Il y a vingt ans, les Français et Européens découvraient l'euro, nouvelle monnaie unique. Une monnaie rejetée par certains, comme aux Pays-Bas, ou plébiscitée par d'autres États, comme la Bulgarie, qui espère passer à l'euro à l'horizon 2024.

Au Pays-Bas, la zone euro suscite la méfiance de certains Néerlandais

Vingt ans après son introduction, une partie des Néerlandais rejettent l’euro. Du moins, reste-t-il encore des nostalgiques de l’ancienne monnaie nationale, le florin. C’est en tout cas, ce que rapportaient ces derniers jours plusieurs quotidiens néerlandais, dont le journal de l’Est du pays, De Gelderlander, qui est allé à la rencontre de citoyens chez qui la simple évocation du mot florin fait remonter beaucoup d’émotions. On y trouve des collectionneurs passionnés, ou encore un propriétaire d’un vieux jukebox qui ne s’allume qu’en y introduisant des florins. Au journal, certaines personnes âgées assurent toujours convertir leurs achats dans cette devise… Cette nostalgie serait bien réelle : selon la Banque centrale néerlandaise, les Néerlandais conservent encore chez eux près de 26 millions de billets en florins. Et le mois dernier, surfant sur ce regret de l’avant-euro, la Koninklijke Nederlandse Munt, l’équivalent pour la France de la Monnaie de Paris, a réédité des pièces de florin de collection, en or et en argent. Mais le paradoxe, selon plusieurs économistes néerlandais et une étude européenne datant de 2019, c’est qu’en fait, les Pays-Bas sont après l’Allemagne l’un des pays d’Europe à avoir le plus profité de l’euro.

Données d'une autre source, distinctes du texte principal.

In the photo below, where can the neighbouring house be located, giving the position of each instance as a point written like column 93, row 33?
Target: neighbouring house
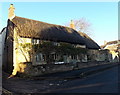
column 30, row 41
column 113, row 47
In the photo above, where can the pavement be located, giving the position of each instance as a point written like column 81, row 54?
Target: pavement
column 105, row 81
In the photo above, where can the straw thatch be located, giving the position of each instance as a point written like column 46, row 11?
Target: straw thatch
column 44, row 31
column 40, row 30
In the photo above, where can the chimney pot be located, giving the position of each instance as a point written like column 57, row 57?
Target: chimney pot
column 11, row 14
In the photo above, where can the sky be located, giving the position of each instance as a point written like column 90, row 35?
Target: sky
column 103, row 16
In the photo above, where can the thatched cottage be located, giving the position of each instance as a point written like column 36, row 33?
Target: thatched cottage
column 27, row 40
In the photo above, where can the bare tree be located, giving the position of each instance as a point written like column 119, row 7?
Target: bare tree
column 82, row 25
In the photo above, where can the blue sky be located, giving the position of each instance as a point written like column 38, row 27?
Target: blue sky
column 103, row 16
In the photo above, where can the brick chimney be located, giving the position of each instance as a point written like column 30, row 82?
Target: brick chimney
column 72, row 24
column 11, row 14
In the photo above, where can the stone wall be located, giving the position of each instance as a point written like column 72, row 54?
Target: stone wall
column 28, row 70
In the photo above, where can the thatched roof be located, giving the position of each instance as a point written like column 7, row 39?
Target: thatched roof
column 90, row 44
column 40, row 30
column 44, row 31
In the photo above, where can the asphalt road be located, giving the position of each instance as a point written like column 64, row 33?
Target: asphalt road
column 102, row 82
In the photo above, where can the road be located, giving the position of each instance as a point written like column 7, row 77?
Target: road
column 102, row 82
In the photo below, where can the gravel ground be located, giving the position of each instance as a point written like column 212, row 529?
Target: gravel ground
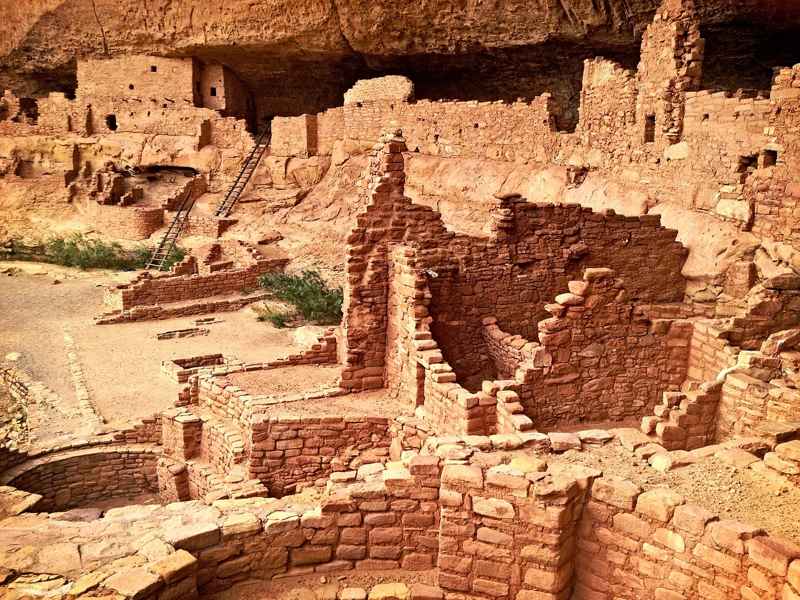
column 364, row 404
column 121, row 362
column 287, row 380
column 304, row 588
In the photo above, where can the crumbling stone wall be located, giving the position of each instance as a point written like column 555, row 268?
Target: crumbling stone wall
column 390, row 87
column 600, row 358
column 635, row 544
column 505, row 536
column 289, row 453
column 79, row 477
column 390, row 218
column 164, row 79
column 670, row 66
column 535, row 250
column 775, row 190
column 607, row 110
column 147, row 290
column 128, row 223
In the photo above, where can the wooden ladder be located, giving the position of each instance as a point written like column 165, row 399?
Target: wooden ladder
column 167, row 244
column 240, row 183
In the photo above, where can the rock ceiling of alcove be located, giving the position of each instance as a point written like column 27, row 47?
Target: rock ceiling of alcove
column 327, row 40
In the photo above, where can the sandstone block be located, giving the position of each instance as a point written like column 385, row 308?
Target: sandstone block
column 176, row 566
column 194, row 536
column 134, row 583
column 616, row 492
column 658, row 504
column 493, row 507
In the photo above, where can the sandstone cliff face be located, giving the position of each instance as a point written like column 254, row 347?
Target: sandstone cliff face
column 303, row 55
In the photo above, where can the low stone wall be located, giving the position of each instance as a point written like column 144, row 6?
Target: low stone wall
column 150, row 291
column 79, row 477
column 635, row 544
column 288, row 453
column 127, row 223
column 180, row 369
column 709, row 352
column 148, row 431
column 149, row 313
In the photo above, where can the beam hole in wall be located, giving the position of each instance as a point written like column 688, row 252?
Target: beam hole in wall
column 649, row 129
column 747, row 163
column 742, row 56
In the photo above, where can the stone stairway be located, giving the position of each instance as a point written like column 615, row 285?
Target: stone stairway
column 685, row 420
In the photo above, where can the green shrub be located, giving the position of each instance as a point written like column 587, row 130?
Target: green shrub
column 309, row 293
column 278, row 319
column 76, row 250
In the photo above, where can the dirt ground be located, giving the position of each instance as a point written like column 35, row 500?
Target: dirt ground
column 317, row 586
column 739, row 494
column 364, row 404
column 121, row 363
column 287, row 380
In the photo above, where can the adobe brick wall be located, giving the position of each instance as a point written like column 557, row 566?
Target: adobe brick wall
column 709, row 352
column 288, row 453
column 670, row 65
column 79, row 477
column 147, row 290
column 607, row 111
column 535, row 251
column 652, row 545
column 505, row 536
column 775, row 191
column 132, row 77
column 294, row 136
column 390, row 87
column 600, row 359
column 390, row 218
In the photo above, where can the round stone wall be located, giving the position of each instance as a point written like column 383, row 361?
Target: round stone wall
column 78, row 478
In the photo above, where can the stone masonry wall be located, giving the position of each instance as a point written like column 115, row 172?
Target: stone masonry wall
column 653, row 546
column 128, row 223
column 390, row 218
column 535, row 250
column 290, row 452
column 507, row 531
column 600, row 359
column 79, row 477
column 670, row 66
column 148, row 290
column 608, row 104
column 390, row 87
column 173, row 79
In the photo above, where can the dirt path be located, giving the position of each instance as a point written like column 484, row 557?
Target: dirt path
column 52, row 328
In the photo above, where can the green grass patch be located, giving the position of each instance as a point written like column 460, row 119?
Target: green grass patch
column 76, row 250
column 308, row 293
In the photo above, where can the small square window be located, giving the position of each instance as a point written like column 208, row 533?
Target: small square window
column 649, row 129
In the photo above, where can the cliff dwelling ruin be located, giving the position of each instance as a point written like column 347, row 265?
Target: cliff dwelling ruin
column 328, row 301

Cette revendication existe sur la scène politique. Ainsi, il y a encore quelques années, l’extrême droite de Geert Wilders, notamment, l’évoquait encore. Pendant la campagne des législatives de 2017, par exemple, en guise de prospectus, des partisans de Wilders distribuaient aux passants des faux billets en florins à l’effigie de leur leader. Depuis, la revendication est plus discrète et cette option semble de moins en moins réaliste. Sauf qu'aux Pays-Bas subsiste toujours une méfiance envers la zone euro. Ainsi, en 2020, au début de la crise sanitaire, une grave dispute a opposé le ministre des Finances Wopke Hoekstra et les pays du sud, France incluse. Il accusait alors ces derniers de mal gérer leurs budgets et, entre les lignes, de vivre aux crochets des Néerlandais. Et tandis que certains s’attendaient à un nouveau gouvernement pro Union européenne, c’est ce même Wopke Hoekstra qui devrait finalement être le prochain ministre des Affaires étrangères.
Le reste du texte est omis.